A large number of 4.4% of respondents they said they expected to lose their job, up from 3.9% in the survey a year ago, even as a growing number of respondents expecting to receive at least one job offer in the next four months rose.

The report also looked at the state of workers’ so-called reserve pay, which is what potential new hires say should consider taking a job. That wage has skyrocketed in recent years amid tight labor markets and high levels of inflation.

The reservation wage was $81,147 in July, down slightly from the previous quarter’s record high of $81,822, but up considerably from the $78,645 reported in July 2023. Contrary to what workers say they have to accept a job, the expected salary offers for a new job decreased. to $65,272 in July from $67,416 a year ago.

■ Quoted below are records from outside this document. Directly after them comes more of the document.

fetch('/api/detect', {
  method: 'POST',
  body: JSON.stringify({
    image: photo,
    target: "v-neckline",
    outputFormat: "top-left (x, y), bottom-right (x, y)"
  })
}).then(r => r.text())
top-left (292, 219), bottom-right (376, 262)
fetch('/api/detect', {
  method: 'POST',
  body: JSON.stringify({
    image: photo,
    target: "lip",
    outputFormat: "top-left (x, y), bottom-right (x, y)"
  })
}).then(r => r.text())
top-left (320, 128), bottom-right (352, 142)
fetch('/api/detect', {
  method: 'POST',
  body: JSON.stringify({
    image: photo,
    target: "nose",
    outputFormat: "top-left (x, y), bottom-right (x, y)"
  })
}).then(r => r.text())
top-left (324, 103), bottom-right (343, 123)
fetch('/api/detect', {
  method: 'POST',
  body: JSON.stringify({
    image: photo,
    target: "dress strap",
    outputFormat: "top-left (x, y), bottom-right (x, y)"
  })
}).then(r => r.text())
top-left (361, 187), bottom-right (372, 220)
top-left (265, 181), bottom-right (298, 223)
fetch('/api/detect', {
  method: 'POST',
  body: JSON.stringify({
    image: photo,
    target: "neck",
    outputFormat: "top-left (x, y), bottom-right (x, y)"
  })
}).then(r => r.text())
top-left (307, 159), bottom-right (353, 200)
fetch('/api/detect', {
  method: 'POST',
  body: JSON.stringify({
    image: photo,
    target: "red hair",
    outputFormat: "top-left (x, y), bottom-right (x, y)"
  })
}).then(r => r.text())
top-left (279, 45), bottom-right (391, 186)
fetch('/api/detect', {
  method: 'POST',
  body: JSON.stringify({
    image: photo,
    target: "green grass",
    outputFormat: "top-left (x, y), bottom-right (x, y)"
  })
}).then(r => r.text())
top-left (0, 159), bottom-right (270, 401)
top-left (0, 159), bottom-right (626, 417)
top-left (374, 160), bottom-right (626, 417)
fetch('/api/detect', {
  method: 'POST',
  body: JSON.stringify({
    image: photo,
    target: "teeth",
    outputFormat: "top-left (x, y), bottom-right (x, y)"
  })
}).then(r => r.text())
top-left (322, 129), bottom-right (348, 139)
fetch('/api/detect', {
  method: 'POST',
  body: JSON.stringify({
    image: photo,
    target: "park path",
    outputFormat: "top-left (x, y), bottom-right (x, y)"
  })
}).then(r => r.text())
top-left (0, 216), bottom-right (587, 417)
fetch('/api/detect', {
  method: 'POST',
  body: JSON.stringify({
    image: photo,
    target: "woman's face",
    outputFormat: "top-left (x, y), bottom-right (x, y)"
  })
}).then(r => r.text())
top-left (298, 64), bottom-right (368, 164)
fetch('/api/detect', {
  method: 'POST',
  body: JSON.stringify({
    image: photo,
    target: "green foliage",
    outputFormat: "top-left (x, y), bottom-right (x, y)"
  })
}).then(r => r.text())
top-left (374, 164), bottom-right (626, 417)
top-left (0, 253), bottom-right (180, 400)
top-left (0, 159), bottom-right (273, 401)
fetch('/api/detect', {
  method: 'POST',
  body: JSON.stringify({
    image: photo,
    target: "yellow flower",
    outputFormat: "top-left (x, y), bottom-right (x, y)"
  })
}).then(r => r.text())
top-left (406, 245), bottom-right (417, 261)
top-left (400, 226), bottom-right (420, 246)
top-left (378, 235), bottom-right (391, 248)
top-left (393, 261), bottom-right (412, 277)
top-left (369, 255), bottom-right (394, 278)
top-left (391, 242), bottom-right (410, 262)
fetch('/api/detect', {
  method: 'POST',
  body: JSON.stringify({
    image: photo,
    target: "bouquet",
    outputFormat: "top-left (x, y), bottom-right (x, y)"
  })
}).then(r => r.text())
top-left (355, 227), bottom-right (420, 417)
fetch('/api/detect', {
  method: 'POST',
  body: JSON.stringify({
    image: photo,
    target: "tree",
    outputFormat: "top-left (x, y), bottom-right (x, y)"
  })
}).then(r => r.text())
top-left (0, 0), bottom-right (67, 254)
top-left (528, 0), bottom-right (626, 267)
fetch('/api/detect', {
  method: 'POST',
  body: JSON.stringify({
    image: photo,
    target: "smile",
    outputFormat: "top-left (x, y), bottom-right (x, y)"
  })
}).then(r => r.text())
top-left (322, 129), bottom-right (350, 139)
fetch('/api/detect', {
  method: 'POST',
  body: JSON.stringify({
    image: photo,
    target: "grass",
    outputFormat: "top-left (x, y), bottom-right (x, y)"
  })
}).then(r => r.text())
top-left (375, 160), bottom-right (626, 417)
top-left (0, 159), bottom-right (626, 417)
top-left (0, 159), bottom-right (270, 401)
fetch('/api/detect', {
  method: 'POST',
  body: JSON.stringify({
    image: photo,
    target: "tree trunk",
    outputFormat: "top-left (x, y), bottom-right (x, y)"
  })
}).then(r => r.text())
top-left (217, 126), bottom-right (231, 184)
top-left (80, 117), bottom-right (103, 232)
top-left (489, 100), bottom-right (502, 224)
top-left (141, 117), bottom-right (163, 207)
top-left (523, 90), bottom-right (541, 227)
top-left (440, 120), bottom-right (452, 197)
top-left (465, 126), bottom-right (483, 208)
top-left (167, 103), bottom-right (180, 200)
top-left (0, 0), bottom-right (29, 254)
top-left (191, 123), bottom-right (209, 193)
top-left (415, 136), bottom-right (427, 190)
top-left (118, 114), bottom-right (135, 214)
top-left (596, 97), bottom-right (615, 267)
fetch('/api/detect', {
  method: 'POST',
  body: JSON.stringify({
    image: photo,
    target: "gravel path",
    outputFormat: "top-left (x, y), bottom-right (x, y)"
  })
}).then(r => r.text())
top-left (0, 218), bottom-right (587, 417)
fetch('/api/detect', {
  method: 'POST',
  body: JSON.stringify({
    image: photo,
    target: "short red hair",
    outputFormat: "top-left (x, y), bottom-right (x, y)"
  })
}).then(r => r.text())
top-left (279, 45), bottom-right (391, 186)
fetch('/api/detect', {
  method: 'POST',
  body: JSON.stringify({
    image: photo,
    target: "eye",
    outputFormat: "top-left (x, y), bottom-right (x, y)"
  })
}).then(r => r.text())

The The New York Fed said in a separate blog, the increase in reservation pay in recent years looks high, but is more modest when the increase in inflation is taken into account. While wages rose 31.4% between March 2020 and July this year, they rose 8.2% when adjusted. for inflation, after falling in real terms over the previous four years COVID 19 pandemic.

“This shows that while some of the increase in respondents’ reserve wages is due to inflation, there has still been an increase in the minimum compensation respondents require to accept new job offers in real terms,” New York Fed the economists wrote. They also noted that in real terms the reserve wage has settled and remained virtually flat since early 2021.

working-class growing dissatisfaction with their compensation and employment opportunities coincides with falling inflationary pressures and an increase in the unemployment rate.